ISO Document Schema Definition Language (DSDL)
Rick Jelliffe, Topologi, 2002-04-06
ISO DSDL, ISO/IEC 19757, is a proposed ISO standard to bring choice and power to users of XML and SGML in validation and schema-based post-processing.
The steady innovation of the last few years in XML has resulted in a group of technologies from several different sources which each provide powerful and useful contributions. But without a common framework, the pieces of the puzzle cannot be combined into a satisfactory whole.
CONTRIBUTING TECHNOLOGIES
ISO DSDL is made from several parts:
- A framework for supporting different schema modules, perhaps
influenced by RELAX Namespaces (details only in Japanese, as yet), XPipe,
XML
Pipeline Definition Language, and my Connect.
I suppose that Namespaces
in XML would be referenced as part of the framework. Note that
already some major software is being designed along lines which will
help DSDL implementation: notably the Apache Xerces
Xerces Native Interface which is a framework for communicating
a "streaming" document information set and constructing generic
parser configurations. It is quite likely that there will be some discussions
at W3C on this question: for their family of technologies the framework
question arises because of issues such as "should validation occur
before or after XInclude inclusion?" which, unanswered, leave potential
users in the air.
- Namespace-aware processing with DTD syntax, for a discussion
of which see these XML-DEV thread
s
and CL-XML's
approach;
- RELAX NG
(called Grammar-oriented schema languages);
- Schematron
(called Path-based integrity constraints);
- W3C
XML Schemas Datatypes (called Primitive data type semantics);
- W3C
XML Schemas Structures (called Object-oriented schema languages)

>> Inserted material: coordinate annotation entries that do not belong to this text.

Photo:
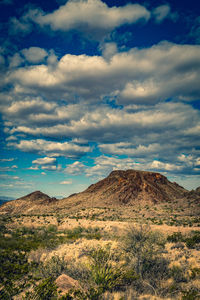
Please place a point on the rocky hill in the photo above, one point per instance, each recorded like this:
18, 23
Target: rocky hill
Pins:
34, 202
127, 188
119, 189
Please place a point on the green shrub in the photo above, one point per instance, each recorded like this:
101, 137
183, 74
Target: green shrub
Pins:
175, 237
45, 290
143, 246
53, 267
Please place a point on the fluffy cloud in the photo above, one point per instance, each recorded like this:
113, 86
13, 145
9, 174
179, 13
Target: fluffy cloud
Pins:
103, 165
44, 161
6, 159
34, 54
91, 14
66, 182
161, 12
52, 148
136, 76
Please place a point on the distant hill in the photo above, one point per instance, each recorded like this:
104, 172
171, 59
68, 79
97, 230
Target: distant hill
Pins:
127, 188
33, 202
119, 189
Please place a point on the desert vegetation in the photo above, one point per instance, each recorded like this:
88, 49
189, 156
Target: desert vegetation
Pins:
42, 258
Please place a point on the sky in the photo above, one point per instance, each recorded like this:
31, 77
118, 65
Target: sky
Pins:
91, 86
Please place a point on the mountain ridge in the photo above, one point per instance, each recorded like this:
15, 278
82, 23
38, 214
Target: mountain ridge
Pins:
121, 188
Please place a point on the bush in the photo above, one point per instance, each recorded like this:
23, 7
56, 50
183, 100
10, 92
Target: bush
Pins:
144, 246
53, 267
45, 290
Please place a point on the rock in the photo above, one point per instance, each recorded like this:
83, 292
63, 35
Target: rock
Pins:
65, 283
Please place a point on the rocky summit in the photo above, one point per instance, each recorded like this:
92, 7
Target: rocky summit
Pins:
127, 188
119, 189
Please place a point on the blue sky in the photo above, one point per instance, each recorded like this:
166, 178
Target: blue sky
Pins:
91, 86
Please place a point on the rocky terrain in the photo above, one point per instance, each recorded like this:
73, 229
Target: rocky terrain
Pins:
132, 235
120, 189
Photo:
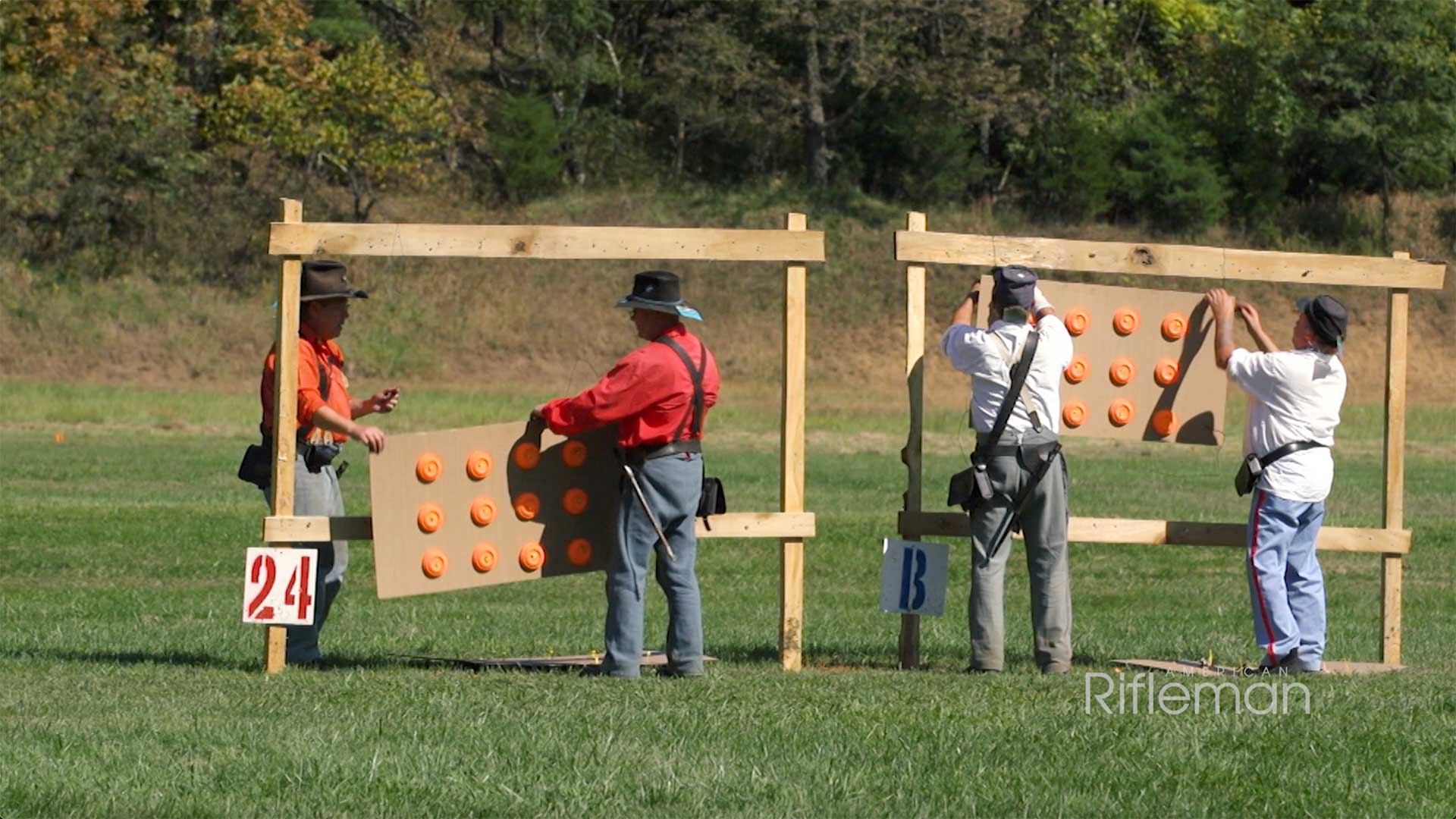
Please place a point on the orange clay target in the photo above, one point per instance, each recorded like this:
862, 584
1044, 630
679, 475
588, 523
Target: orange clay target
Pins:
435, 563
1174, 327
428, 468
1165, 372
1120, 413
478, 465
532, 557
1078, 321
526, 455
1075, 413
1165, 422
482, 512
528, 506
430, 518
1078, 369
574, 453
1126, 321
579, 551
574, 502
484, 557
1122, 371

- Information item manipulation, which would presumably provide as modules many of the features of SGML and SGML Extended Facilities unbundled; the details have not emerged yet, but candidate features to reconstruct could include attribute defaulting and SGML's LINK (perhaps using NIST's ATTS), architectural forms (perhaps based on Dave Megginson's XAF, NIST's APEX and John Cowan's AFNG proposal), entity inclusions (perhaps based on W3C XBase, XLink and XInclude), a SHORT REFERENCE-like facility (perhaps something like Regular Fragmentations) and entity and other declarations (perhaps something like Topologi's Named Information Item Declaration Language).
Presumably, the technologies that are already completed (RELAX NG, Schematron, XML Schemas) could be ISO Standardized very quickly. The other parts would involve more community interaction and discussion, and so take longer.
There are some potentially important use-cases which may have to wait. XML Schemas Key and Uniqueness constraints are limited; better constraints can be expressed in my Schematron but not with the same declarative usefulness; progress on this would probably be deferred until a W3C or OASIS technology comes to the fore. Similarly, Schematron's phases mechanism is very useful and powerful in reconstructing DTD's conditional marked sections; but it is probably ahead of its time in public perception, so I would not expect it to make standards-makers' 80/20 point (it will still be available in Schematron however.)
Merely factoring out functionality from DTDs is not "layering". Layering happens when all the functions have real specifications and the order of their application can be specified or defaulted. Layering certainly does not happen by either factoring out existing functionality to be taken care of by potential specifications (= vapor-layers) or by treating processing order as irrelevant.
WHAT IS WRONG WITH XML SCHEMAS?
Well, sometimes...nothing! XML Schemas started with the aim of being a universal schema language. However, in the absence of a modular architecture, there are simply too many domains-of-use of XML for any single language to be universal.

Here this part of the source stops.